Wednesday, March 11, marks a month before the festival of Passover. The moon is at its fullest, and even though clouds cover it, I know it is there. It has significance for me, this full moon marking time, making its way through the cycle of large to small, then hiding itself, only to emerge little by little again.
There is scientific reason for it all. I simply want to experience the mystery.
I notice the moon this time of year as it announces Passover is coming. It prompts anticipation. I remember and relive the stories I first heard as a child, the Exodus account of God’s people leaving the slavery of Egypt.
The first day of Passover is always a full moon.
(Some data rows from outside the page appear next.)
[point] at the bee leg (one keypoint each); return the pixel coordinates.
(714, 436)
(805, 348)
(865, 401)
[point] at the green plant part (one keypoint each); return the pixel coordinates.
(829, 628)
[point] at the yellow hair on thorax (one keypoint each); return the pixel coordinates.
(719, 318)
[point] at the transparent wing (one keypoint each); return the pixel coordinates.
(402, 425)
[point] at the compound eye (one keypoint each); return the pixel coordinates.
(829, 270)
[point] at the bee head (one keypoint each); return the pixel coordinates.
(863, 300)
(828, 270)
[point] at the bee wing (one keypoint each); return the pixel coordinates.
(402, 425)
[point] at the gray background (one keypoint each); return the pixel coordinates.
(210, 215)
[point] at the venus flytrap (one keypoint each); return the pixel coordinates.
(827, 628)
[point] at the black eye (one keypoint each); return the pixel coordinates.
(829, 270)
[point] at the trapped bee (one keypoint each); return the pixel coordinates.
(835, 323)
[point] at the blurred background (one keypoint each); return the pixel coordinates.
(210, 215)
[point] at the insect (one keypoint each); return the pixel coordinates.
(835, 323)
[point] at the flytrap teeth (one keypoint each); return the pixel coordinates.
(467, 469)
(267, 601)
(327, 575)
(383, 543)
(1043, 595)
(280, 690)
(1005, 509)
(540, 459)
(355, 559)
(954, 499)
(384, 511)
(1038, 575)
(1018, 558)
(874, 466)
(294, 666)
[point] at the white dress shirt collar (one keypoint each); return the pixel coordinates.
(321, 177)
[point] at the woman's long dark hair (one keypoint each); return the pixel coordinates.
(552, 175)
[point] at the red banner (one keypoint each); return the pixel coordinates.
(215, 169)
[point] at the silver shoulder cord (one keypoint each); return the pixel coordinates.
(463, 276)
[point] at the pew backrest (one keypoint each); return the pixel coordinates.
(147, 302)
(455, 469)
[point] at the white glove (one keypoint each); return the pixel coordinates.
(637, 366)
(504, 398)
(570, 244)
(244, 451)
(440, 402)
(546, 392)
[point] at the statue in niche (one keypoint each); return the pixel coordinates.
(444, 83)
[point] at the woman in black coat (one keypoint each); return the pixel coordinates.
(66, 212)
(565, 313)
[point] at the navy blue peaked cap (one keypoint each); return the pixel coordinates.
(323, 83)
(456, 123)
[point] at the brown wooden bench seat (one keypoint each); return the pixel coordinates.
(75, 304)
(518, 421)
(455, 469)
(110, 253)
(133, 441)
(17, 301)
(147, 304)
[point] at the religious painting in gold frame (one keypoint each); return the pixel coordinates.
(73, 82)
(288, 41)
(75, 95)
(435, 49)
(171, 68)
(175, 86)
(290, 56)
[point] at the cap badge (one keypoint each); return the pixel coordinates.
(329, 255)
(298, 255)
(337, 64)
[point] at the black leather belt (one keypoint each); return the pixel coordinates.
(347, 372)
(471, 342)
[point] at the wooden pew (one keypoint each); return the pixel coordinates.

My mind wanders back thousands of years to the first time the Israelites were told to prepare lambs for supper and brushed blood on their doorposts, following instructions they didn’t fully understand.
A scene from the classic movie, The Ten Commandments, staring Charlton Heston as Moses, comes to mind. It is the night of Passover and the moon glows full and bright. What appears to be the shadow of death begins to move slowly toward Egypt. In this particular scene, the shadow blocks the moon for a few seconds as it pushes toward its deadly task.
I wonder what it was like that fateful night, the people of God shut in their humble slave dwellings, marked by blood, eating lamb, bitter herbs and unleavened bread while they waited for something unknown. Did they know this was the night of their deliverance?
Passover was God’s object lesson of a coming redemption. It was the shadow of the real and tangible Savior of the world, Jesus. The people waited long for their promised Messiah. He arrived on the scene at the appointed time, but not as they expected. Did they know their Deliverer had come?
The anticipation of Passover carries me toward a season of remembrance. I remember the promise made to Abraham on Mt. Moriah of a Lamb that God alone would provide for the redemption of the world. I remember the upper room where Jesus met with his disciples for His last Passover celebration with them. I remember how He washed their dirty feet, them arguing who was greatest among the twelve.
I remember how He began a new tradition after the supper ended, giving them bread and wine, symbols of his flesh and blood, how He showed them His love to the very end.
Did they understand He was the Savior of the world?
This unblemished Passover Lamb bought our freedom.
Do you know this truth? Do you recognize Him? Do you remember all He did for you?
Have you accepted Him as your own Deliverer?